One man's interpretation of the MPAA--Marc A. J It was great to get the perspective from the "other side." The main point I got from the interview was that media providers would prefer to inconvenience their customers now, waiting for technology to catch up, rather than open up their content. While I can see their point for doing that, it still makes them the bad guys in the meantime. And frankly the idea of consumer products all supporting one DRM method that allows for the (for now) mythical flexibility Mr. Attaway suggests is hard to swallow. Everyone seems to have their own "flavor," and they don't play well together. I think we are in for many more years of this headache before anything happens positive for consumers.

Dear cellular phone folks--Frank L. Don't be jackasses and give Google any ideas that it doesn't have already. If you tell them to do "something about" the people downloading Google apps, instead of your own janky applications, they will: They will start their own "Gphone" cell service, that will be able to store thousands of voice mails, have an interactive Google Maps/Google Earth function so you never get lost, and a "Search" bar so you could find anything anyone has ever said to you on your phone all in the spirit of "Cataloging the world's information." If you tell the Hulk he can't smash you, he will smash you because he is the strongest one there is. Same thing.

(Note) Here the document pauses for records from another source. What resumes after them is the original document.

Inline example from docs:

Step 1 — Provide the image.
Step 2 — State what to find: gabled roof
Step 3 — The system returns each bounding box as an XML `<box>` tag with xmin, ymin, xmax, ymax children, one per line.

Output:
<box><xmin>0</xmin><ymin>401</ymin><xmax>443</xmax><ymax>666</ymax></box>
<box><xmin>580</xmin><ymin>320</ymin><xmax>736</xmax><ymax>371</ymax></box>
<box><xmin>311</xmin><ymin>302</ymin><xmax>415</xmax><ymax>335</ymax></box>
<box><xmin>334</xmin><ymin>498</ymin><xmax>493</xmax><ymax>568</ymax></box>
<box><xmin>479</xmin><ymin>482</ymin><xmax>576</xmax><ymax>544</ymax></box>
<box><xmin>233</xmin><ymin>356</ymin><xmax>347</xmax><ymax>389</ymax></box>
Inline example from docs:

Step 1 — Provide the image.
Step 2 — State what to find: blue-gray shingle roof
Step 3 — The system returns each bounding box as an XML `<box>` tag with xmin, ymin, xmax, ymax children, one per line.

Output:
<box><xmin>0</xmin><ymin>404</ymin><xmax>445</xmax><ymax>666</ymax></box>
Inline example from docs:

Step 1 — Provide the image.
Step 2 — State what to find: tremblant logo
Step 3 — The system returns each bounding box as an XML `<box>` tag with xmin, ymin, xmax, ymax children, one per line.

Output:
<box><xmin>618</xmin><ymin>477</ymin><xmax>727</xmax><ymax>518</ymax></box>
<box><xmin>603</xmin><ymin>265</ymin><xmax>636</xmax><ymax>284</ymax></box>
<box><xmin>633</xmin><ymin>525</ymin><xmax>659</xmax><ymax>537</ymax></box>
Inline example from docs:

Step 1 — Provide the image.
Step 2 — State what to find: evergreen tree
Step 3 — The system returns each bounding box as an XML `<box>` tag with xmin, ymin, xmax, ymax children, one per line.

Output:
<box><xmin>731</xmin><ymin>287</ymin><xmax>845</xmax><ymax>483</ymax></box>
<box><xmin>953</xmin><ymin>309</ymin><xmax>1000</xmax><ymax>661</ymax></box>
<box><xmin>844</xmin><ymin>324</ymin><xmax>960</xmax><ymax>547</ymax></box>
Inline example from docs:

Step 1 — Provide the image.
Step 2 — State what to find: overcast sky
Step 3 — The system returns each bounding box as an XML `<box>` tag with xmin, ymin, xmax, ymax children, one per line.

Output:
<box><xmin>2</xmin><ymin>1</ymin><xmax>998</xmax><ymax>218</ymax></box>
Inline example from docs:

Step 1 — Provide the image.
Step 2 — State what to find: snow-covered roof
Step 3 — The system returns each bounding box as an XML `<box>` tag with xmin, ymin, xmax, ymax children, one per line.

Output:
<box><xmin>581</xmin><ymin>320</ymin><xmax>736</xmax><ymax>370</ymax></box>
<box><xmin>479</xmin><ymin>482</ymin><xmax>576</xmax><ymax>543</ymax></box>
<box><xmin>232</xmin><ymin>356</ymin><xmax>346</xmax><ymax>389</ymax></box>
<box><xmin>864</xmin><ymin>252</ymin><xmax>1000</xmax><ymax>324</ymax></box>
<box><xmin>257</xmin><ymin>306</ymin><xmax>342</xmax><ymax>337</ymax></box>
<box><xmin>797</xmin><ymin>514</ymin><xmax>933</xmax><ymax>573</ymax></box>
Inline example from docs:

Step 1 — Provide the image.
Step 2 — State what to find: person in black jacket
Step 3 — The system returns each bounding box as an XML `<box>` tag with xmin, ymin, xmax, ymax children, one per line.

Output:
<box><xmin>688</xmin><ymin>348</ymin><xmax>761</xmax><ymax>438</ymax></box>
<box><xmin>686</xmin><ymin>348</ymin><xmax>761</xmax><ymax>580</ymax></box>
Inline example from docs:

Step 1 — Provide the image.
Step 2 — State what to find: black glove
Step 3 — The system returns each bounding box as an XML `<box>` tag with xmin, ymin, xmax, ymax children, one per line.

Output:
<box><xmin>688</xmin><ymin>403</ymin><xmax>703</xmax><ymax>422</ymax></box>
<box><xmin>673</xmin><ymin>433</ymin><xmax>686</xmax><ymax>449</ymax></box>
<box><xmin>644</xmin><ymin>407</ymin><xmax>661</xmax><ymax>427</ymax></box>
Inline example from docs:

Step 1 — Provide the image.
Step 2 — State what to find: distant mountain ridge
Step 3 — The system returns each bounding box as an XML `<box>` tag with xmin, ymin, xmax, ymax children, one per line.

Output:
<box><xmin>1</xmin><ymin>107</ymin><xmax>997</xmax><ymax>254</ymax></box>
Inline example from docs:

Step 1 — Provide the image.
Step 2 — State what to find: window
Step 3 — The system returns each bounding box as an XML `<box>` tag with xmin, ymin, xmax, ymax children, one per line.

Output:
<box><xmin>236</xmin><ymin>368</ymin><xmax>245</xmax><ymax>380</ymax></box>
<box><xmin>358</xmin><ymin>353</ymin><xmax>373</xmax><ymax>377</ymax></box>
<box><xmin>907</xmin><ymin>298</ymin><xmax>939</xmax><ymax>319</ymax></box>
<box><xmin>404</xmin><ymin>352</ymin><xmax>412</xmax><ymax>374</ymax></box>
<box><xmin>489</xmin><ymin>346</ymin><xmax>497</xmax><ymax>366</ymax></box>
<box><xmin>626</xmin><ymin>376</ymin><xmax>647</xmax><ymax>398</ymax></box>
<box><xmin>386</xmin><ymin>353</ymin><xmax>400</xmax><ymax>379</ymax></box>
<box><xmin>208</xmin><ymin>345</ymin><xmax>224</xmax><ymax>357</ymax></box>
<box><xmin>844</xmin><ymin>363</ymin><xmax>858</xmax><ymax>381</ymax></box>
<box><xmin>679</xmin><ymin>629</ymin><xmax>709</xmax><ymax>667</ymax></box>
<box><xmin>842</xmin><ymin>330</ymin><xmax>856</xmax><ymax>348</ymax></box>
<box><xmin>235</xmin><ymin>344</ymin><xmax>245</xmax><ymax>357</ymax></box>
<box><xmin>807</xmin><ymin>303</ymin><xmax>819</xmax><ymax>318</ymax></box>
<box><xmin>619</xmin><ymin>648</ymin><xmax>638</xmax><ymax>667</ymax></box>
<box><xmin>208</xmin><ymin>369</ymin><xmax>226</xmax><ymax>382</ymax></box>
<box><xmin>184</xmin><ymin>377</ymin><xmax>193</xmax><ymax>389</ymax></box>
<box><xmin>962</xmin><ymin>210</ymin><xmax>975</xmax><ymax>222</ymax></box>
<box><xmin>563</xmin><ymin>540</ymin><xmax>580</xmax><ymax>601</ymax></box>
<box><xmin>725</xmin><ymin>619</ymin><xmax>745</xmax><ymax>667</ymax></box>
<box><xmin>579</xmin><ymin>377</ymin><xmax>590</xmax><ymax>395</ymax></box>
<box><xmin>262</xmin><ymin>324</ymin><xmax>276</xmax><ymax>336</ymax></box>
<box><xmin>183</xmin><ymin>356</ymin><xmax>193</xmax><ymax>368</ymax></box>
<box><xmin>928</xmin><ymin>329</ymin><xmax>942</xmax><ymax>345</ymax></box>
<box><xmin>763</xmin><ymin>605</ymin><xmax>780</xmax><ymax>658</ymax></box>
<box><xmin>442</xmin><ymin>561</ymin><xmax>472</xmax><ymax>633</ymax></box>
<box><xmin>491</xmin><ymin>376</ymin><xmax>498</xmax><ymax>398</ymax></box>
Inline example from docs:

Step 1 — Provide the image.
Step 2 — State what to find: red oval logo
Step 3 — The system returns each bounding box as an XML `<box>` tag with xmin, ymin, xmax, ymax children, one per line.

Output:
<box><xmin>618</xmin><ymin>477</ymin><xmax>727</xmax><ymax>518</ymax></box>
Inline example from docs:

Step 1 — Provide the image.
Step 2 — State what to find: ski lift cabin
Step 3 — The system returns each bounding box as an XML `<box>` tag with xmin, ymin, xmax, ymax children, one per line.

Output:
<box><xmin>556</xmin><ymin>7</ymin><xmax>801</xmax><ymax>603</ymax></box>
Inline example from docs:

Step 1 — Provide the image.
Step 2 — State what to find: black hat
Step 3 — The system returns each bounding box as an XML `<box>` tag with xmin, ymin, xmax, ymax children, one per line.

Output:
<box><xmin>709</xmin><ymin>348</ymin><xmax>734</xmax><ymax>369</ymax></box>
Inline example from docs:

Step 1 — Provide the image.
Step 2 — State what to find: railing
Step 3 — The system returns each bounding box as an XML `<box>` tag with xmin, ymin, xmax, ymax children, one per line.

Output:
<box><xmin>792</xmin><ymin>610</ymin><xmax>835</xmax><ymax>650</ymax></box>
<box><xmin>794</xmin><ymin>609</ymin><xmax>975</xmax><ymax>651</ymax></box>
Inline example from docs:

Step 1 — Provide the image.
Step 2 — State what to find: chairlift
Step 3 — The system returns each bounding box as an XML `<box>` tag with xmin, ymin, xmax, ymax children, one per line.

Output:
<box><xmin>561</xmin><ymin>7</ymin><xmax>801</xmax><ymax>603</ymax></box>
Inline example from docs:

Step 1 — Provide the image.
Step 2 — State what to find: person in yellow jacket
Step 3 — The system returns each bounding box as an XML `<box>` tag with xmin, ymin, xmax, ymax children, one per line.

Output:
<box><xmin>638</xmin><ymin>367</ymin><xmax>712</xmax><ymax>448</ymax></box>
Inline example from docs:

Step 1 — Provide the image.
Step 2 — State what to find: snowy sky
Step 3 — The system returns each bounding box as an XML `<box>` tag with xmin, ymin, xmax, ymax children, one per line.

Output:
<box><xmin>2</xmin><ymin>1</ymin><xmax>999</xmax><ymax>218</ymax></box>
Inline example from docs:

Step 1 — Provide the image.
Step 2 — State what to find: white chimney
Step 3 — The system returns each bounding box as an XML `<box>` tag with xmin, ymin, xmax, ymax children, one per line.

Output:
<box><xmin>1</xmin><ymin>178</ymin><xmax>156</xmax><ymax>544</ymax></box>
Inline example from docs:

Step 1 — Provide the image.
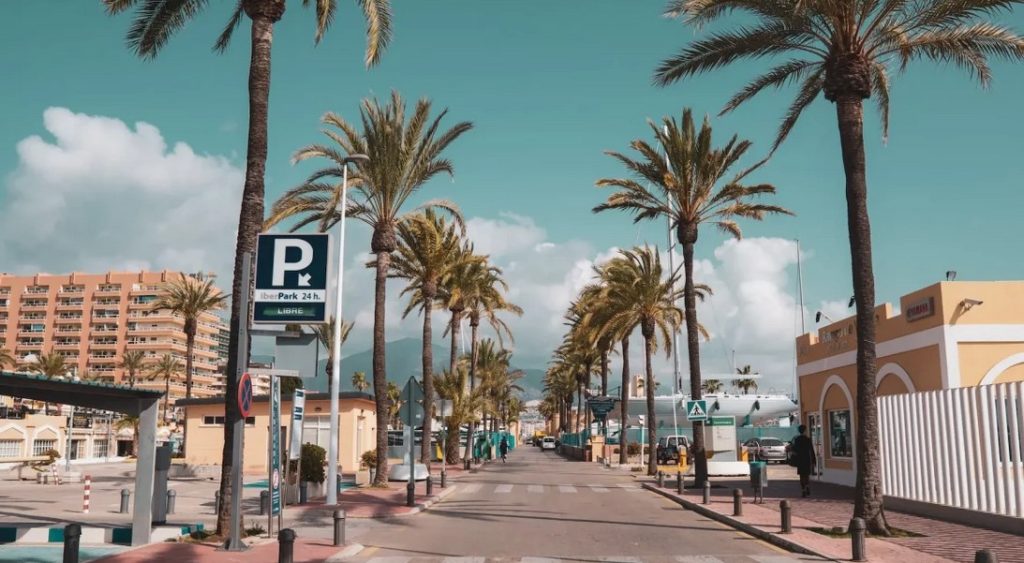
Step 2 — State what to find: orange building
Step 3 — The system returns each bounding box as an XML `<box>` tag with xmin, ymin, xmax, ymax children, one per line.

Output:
<box><xmin>0</xmin><ymin>271</ymin><xmax>227</xmax><ymax>402</ymax></box>
<box><xmin>796</xmin><ymin>281</ymin><xmax>1024</xmax><ymax>486</ymax></box>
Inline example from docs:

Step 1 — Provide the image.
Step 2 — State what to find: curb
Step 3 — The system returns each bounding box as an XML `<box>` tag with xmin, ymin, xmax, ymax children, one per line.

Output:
<box><xmin>402</xmin><ymin>483</ymin><xmax>458</xmax><ymax>516</ymax></box>
<box><xmin>325</xmin><ymin>542</ymin><xmax>365</xmax><ymax>562</ymax></box>
<box><xmin>641</xmin><ymin>483</ymin><xmax>836</xmax><ymax>561</ymax></box>
<box><xmin>0</xmin><ymin>523</ymin><xmax>204</xmax><ymax>546</ymax></box>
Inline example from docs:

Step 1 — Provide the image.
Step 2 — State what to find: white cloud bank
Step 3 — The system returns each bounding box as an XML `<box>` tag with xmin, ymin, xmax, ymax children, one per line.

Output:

We make the Comcast DVR (edited)--Guide-maker Dave Greetings from the land where the Comcast DVR interface is made. First, we all agree the TiVo interface works very well. It does set the standard for all other DVR interfaces. That said, comparing the TiVo to those DVRs provided by the cable companies, like Comcast, isn't truly a fair 1:1 comparison. Differing Hardware Each vendor has numerous cable boxes, each varying slightly while offering the same end result to the consumer. Add to this that each of those companies have their own firmware and hardware architecture, and you can see how building an interface that works across all of these platforms can be challenging. Differing Cable Providers The EPG (Electronic Program Guide) you see in Comcast's Bay Area is not specific to Comcast. That guide is used in Time-Warner, Cox, Charter, RCN, Adelphia, Shaw, Cogeco, and many other cable providers in Canada, USA, and Latin America. That's right, one guide, millions of consumers, and many cable operators all wanting it to be "their way." Storing of Program Info. Cable boxes stream the data. TiVo stores it on your box. Pull the plug, restore the power, wait for the box to reboot, and *woo-hoo* all of your cable listings are there because they're stored on the box, not remotely. Legal Issues TiVo holds patents. Time Rush some things to market. Poor user experience? Yes. Money generator? Yes. But like that's new of any company nowadays...

I hope this provides you with some insight into some of the reasons the Comcast DVR looks & acts as it does. We are continuing to work on improving the look, feel, and behavior of the DVR as we move forward. (I've already seen the preliminary of what the 2008/2009 version of the guide is going to look like, and it's sorta Macintosh-esque) Love the show. Keep up the good work.